Today, 5th October, tastemaker London-based label Slow Dance announced the release of an exciting limited edition vinyl: Of Noise. For the project, six groups of hand-picked musicians were given six hours to create tracks using original instruments sculpted by artists. These musicians included members of bands like black midi, Sorry and Goat Girl. The release is currently available for pre-order on Rough Trade and via the label’s website.
Ventures like this are typical of Slow Dance, run by three entrepreneurial music lovers Marco Pini, Darius Williams and Maddy O’Keefe. Slow Dance is a label, management, radio and events company that grew organically out of a college art zine. It has been recognised for its status as ‘one of the capital’s finest arbiters of taste’, and for its grassroots ethos, by publications such as NME, Dazed and The Quietus.
Fitting with their artistic origins, Slow Dance have collaborated with intermedia arts organisation Late Works on this project. Late Works founder Joseph Bradley Hill, who designed the concept, was inspired by Luigi Russolo’s 1913 manifesto The Art of Noises which classifies noises into six categories. Hill chose the four sculptors to contribute while O’Keefe, Pini and Bianca Scout weighed in to choose the musicians.
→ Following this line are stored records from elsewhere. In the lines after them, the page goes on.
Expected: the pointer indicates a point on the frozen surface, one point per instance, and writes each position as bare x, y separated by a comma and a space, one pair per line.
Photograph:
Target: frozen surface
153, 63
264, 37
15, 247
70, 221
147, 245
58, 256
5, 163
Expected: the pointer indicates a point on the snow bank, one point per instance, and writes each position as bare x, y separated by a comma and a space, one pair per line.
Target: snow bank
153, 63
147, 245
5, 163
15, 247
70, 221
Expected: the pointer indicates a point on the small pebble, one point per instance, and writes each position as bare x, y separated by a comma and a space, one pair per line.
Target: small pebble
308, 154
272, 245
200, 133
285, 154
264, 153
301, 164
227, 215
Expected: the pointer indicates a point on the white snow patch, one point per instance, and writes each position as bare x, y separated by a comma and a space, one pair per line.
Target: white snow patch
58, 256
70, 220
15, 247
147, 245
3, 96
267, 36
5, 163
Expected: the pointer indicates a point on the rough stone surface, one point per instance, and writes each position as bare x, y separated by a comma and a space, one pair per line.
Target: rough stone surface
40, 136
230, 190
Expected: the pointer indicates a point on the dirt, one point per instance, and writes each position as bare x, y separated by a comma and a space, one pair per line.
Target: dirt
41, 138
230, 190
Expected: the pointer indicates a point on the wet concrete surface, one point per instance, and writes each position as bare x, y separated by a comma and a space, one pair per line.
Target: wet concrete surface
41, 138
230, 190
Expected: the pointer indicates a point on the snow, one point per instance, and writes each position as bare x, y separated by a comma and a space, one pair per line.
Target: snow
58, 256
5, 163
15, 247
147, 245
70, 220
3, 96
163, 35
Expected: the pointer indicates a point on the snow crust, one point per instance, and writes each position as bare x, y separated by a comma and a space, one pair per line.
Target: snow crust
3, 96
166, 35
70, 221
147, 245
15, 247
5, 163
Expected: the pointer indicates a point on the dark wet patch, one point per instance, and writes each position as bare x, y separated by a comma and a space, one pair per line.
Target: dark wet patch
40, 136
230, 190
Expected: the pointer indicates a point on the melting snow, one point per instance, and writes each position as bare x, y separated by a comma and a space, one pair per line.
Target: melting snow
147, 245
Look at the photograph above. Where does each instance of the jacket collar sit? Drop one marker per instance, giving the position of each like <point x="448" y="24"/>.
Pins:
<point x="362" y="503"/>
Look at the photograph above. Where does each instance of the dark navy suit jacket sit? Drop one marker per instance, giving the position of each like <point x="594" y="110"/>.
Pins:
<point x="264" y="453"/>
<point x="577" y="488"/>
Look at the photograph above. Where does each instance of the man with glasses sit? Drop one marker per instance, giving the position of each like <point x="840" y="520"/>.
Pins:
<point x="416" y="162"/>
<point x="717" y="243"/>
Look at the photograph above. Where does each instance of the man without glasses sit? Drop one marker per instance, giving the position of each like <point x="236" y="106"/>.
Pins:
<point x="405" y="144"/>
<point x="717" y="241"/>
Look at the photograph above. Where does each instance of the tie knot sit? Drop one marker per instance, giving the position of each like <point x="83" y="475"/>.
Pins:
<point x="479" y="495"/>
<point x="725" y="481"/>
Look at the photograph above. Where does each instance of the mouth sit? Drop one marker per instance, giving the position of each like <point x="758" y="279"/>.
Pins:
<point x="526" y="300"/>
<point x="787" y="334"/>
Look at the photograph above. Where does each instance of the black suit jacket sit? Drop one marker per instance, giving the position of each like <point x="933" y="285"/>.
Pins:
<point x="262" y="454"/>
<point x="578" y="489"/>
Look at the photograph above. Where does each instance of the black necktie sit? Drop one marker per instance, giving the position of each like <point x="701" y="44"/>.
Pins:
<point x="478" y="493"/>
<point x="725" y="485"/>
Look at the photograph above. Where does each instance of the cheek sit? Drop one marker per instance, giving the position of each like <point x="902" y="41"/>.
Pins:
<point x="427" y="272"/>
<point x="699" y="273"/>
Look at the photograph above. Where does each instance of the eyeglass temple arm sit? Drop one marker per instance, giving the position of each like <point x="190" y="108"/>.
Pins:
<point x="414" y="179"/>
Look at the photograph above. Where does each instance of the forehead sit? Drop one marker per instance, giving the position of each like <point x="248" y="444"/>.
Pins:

One group of musicians includes Lottie Pendlebury and Rosy Jones from the Rough Trade signed band Goat Girl while another saw DJ Dairy & MC Spritz, from the 2019 Mercury nominated black midi, team up with burgeoning experimental-folk musician Aga Ujma. The musicians were only able to sample the instruments and their own voices. The result is a fascinating cross-genre set of tracks, created over six hours, that demonstrates the innate musicality of its participants.
The physical product is covered in interesting graphics and contains a black and white risographed concertina booklet detailing the project. Projects like these are important because they question the purpose of music and push its parameters.